Figure 1 provides an alignment of a
selection of putative cupin sequences arranged to show the two
conserved motifs together with the increase in intermotif spacing from
the basic value of 15 in many microbial enzymes up to 54, as found in a
representative storage protein. It is acknowledged that absolute confirmation that all these sequences belong to the cupin family must
await resolution of their tertiary structure, but in the meantime it is
reasonable to propose this as a working hypothesis
an approach
supported by an independent study (12) using PSI-BLAST (7).
|
SINGLE-DOMAIN CUPINS
|
|
|---|
The great majority of cupin proteins contain only a single conserved domain at the core of the protein.

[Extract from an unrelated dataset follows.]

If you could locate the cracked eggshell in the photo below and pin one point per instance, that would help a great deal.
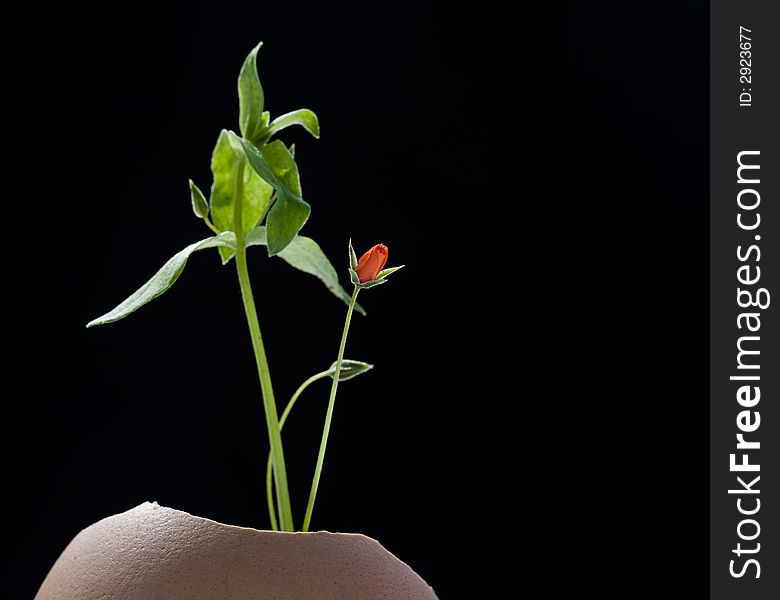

Within this large grouping, the various subclasses considered below can be categorized not only on the basis of the variable intermotif spacing within this domain but also on the basis of the specific conserved residues within each motif and, to a lesser extent, within the intermotif region. In the great majority of examples, the first motif comprises 20 or 21 residues and the second motif has 16 residues (Fig. 1). The minimum intermotif spacing found in cupins is 15 residues; this includes strands E and F together with the interstrand loop. Presumably, there are steric constraints in the tertiary structure that do not permit a shorter loop. Analysis from the various genome-sequencing projects (J. M. Dunwell, unpublished data) has now revealed a total of more than 200 microbial sequences with this 15-residue spacing.
Phosphomannose Isomerases
Phosphomannose isomerases (PMI) (EC 5.3.1.8) are enzymes that
catalyze the interconversion of mannose-6-phosphate and
fructose-6-phosphate. The subclass most relevant to this review is that
of the type II enzymes (139, 227), known to be involved in a
variety of microbial pathways including capsular polysaccharide
biosynthesis and D-mannose metabolism. Such enzymes, which
contain the two-motif cupin signature separated by 15 aa, exist either
as a single-function protein of about 120 to 150 aa or as the
C-terminal domain of a bifunctional enzyme (ca. 480 aa) with both PMI
and GDP-mannose pyrophosphorylase (GMP) (EC 2.7.7.22) activity. An
example of the latter type of protein, and one of particular practical
importance, is the 56-kDa bifunctional enzyme encoded by
algA (179, 196, 259), which catalyzes the first
and third steps in the biosynthesis of alginate, PMI catalyzing the
first step (152). This compound is composed of 1,4-linked
-L-guluronic acid and
-D-mannuronic acid
and is of great economic importance, although for commercial production
it is usually extracted from marine seaweeds rather than from bacteria
(237). Alginate also has medical significance because of its
production by Pseudomonas aeruginosa during the conversion
of this bacterium to a mucoid form (256). This conversion is
induced by several conditions: starvation, the presence of metabolic
inhibitors, or, most importantly, growth of the bacteria in the lungs
of cystic fibrosis patients. Indeed, mortality in such patients is
usually associated with the inability of antibiotics to penetrate the
bacterial biofilm and to the fact that the alginate protects the
bacteria from the host immune responses (136). Similarly, alginate is a major component of metabolically dormant cysts in the
aerobic nonsymbiotic soil bacterium Azotobacter vinelandii, where it may account for up to 70% of the intine (inner layer of wall)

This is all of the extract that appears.